To date, there is no specific treatment for this fatal disease. The use of siRNAs is a novel antiviral strategy that specifically targets viral mRNA and genomic RNA for degradation by endogenous cellular enzymes.5 This technology has been used successfully for viral diseases such as viral hepatitis and severe acute respiratory syndrome both in vitro and in ex vivo studies.6–8 Recently, 2 individual siRNAs that target the FCoV leader region and nucleocapsid gene were shown to inhibit FCoV replication in vitro.9 The purpose of the study reported here was to evaluate the ability of siRNAs (singly and in combination) to inhibit in vitro replication and gene expression of FCoV. To this end, FCoV-specific siRNAs that hybridize to viral coding or noncoding regulatory regions of the FCoV genome were designed and evaluated in various single or combination siRNA test conditions. Assessments included relative quantification of the inhibition of intracellular viral genomic RNA synthesis by means of real-time, RT-PCR analysis; flow cytometric evaluation of the reduction of viral protein expression in infected cells; and assessment of virus replication inhibition via titration of extracellular virus with a TCID50 infectivity assay.
Materials and Methods
siRNAs—Five siRNAsa (Appendix) were designed on the basis of published sequence data for FCoVs with an RNA interference designerb as follows: siRNA-L (targets the common 5′ leader region), siRNA-U (targets the common 3′ UTR), siRNA-R (targets the replicase gene), siRNA-M (targets the membrane gene), and siRNA-N (targets the nucleocapsid gene). The sequences of these siRNAs were confirmed for specificity by comparing them with FCoV sequences in the GenBank database. The designed stealth siRNAs used in the study were chemically modified to reduce off-target and nonspecific effects, eliminate the induction of the interferon response pathway, minimize nonspecific cellular stress, and enhance specificity and stability in serum.10
Cell culture, transfection, and virus infection—Crandell-Rees feline kidney cellsc were propagated in a DMEM-based nutrient solutiond supplemented with 10% heat-inactivated fetal bovine serume and maintained at 37°C and 5% CO2 in an incubator. The cells were plated in 12-well plates; at approximately 80% confluency, transfection was performed with siRNA (100nM/well) and transfection reagentf (1.5 μL/well). In experiments that included combinations of siRNAs, 2 or 3 siRNAs were combined to provide a total concentration of 100nM/well. Tested siRNA combinations targeted the FCoV leader and 3′ UTR (ie, siRNA-L and siRNA-U), the leader region and nucleocapsid gene (ie, siRNA-L and siRNA-N), and the leader region, 3′ UTR, and nucleocapsid gene (siRNA-L, siRNA-U, and siRNA-N).

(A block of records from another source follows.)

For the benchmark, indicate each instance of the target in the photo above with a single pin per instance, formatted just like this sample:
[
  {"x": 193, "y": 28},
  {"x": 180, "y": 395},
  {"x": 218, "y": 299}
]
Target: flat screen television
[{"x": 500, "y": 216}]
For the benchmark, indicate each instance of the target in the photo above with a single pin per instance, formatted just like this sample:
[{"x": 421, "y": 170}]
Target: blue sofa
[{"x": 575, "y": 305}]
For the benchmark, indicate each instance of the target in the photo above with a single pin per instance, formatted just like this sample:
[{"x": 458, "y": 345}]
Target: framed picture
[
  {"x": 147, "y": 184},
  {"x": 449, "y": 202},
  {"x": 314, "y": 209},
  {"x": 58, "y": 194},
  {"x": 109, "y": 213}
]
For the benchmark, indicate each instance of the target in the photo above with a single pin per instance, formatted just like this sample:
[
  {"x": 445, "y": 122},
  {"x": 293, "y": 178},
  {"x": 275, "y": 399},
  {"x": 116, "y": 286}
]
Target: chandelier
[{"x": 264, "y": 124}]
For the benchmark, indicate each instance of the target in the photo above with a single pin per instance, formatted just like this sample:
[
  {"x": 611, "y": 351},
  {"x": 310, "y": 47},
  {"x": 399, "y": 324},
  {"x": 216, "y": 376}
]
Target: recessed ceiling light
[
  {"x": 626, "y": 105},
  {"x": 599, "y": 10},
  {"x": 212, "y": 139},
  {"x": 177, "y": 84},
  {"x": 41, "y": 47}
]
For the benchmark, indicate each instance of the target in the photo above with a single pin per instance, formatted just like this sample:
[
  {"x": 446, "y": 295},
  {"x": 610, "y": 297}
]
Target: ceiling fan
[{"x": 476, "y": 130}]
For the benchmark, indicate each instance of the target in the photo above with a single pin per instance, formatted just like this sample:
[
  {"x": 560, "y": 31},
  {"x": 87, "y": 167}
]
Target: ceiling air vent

Twenty-four hours following transfection, cells were either infected with FIPV WSU 79-1146g or FECV WSU 79-1683h virus at an MOI of 0.1. One hour after incubation, the cells were washed with DMEM-based nutrient solution, and fresh DMEM-based nutrient solution with supplemental 10% heat-inactivated fetal bovine serum was added to each well. After 48 hours, samples of cell culture medium as well as cultured cells were collected for viral titration, relative quantification of intracellular FCoV genomic RNA, and assessment of viral protein expression. Control samples used in each experiment included FCoV-infected cells and untreated CRFK cells; FCoV-infected cells treated with a negative control nontargeting siRNAa were included as controls to test for potential nonspecific effects. Fluorescein-labeled siRNAi was used to evaluate transfection efficiency The CRFK cells underwent mock transfection with the transfection agent only to evaluate for potential toxic effects. Each siRNA and siRNA combination was tested in duplicate, and each experiment was performed twice.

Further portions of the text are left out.